Al 29esimo Neuer chiude ancora su un tiro di Mbappé indirizzato al primo palo: una parata meno spettacolare ma altrettanto determinante, perché da lì a pochi minuti arriverà il vantaggio di Luis Diaz. Il capolavoro, però, arriva al 65esimo: Mbappé si libera sulla destra, calcia, e Neuer vola deviando con la mano. Un intervento che vale quanto un gol.

Al netto di tutti questi interventi super, la prestazione di Neuer si misura anche nella dimensione emotiva. Due anni fa, proprio al Bernabéu, un suo errore aveva spalancato la strada alla doppietta nel finale di Joselu, portando il Bayern a perdere una finale che sembrava già conquistata. Un’ombra pesante che ora è stata cancellata. Il copione, di fatto, si è ribaltato: ogni intervento fatto al Bernabéu è stato una risposta al passato, ogni uscita una forma di redenzione. Dove prima c’era stata incertezza, ora c’è assoluta sicurezza. Il Bernabéu è diventato il teatro della sua rinascita.

C’è poi un altro elemento che rende questa prestazione ancora più significativa: Neuer continua a essere competitivo ai massimi livelli nonostante abbia appena compiuto 40 anni, lo scorso 27 marzo. E il bello è che il portiere tedesco dimostra di essere ancora un riferimento assoluto. Il suo stile, influenzato anche dall’hockey su ghiaccio nelle posture basse, nelle chiusure rapide, nell’uso del corpo per coprire lo specchio, resta sorprendentemente attuale. In un calcio sempre più veloce e tecnico, la sua capacità di adattamento lo mantiene al passo con le nuove generazioni, senza perdere quella identità che lo ha reso rivoluzionario. E che ancora oggi lo rende in grado di essere incisivo, per non dire decisivo, ogni qual volta un lancio lungo riesce a scavalcare la difesa.

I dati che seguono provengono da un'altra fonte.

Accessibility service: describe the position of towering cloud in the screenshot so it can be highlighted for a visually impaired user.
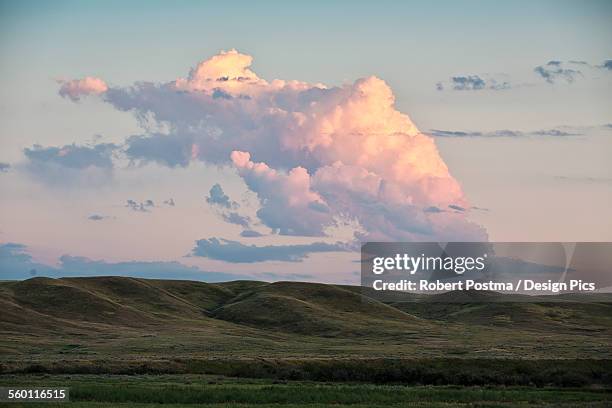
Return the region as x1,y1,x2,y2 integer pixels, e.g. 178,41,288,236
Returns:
60,49,486,242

Dal punto di vista tattico, la sua prova è anche una chiave per comprendere il successo del Bayern di Kompany. La squadra ha imposto un ritmo altissimo per lunghi tratti della gara, ma ha sofferto quando il Real è riuscito a trovare le sue giocate preferite, quelle in campo aperto, soprattutto negli ultimi 20 minuti. In quel contesto, Neuer è stato leader, guida, presenza costante. Del resto se vuoi alzare la Champions devi battere il Real Madrid, e il Bayern l’ha fatto. E una buona parte del merito è tutta di un portiere che ha passato un’intera carriera a stupire tutti, eppure non ha nessuna intenzione di smettere.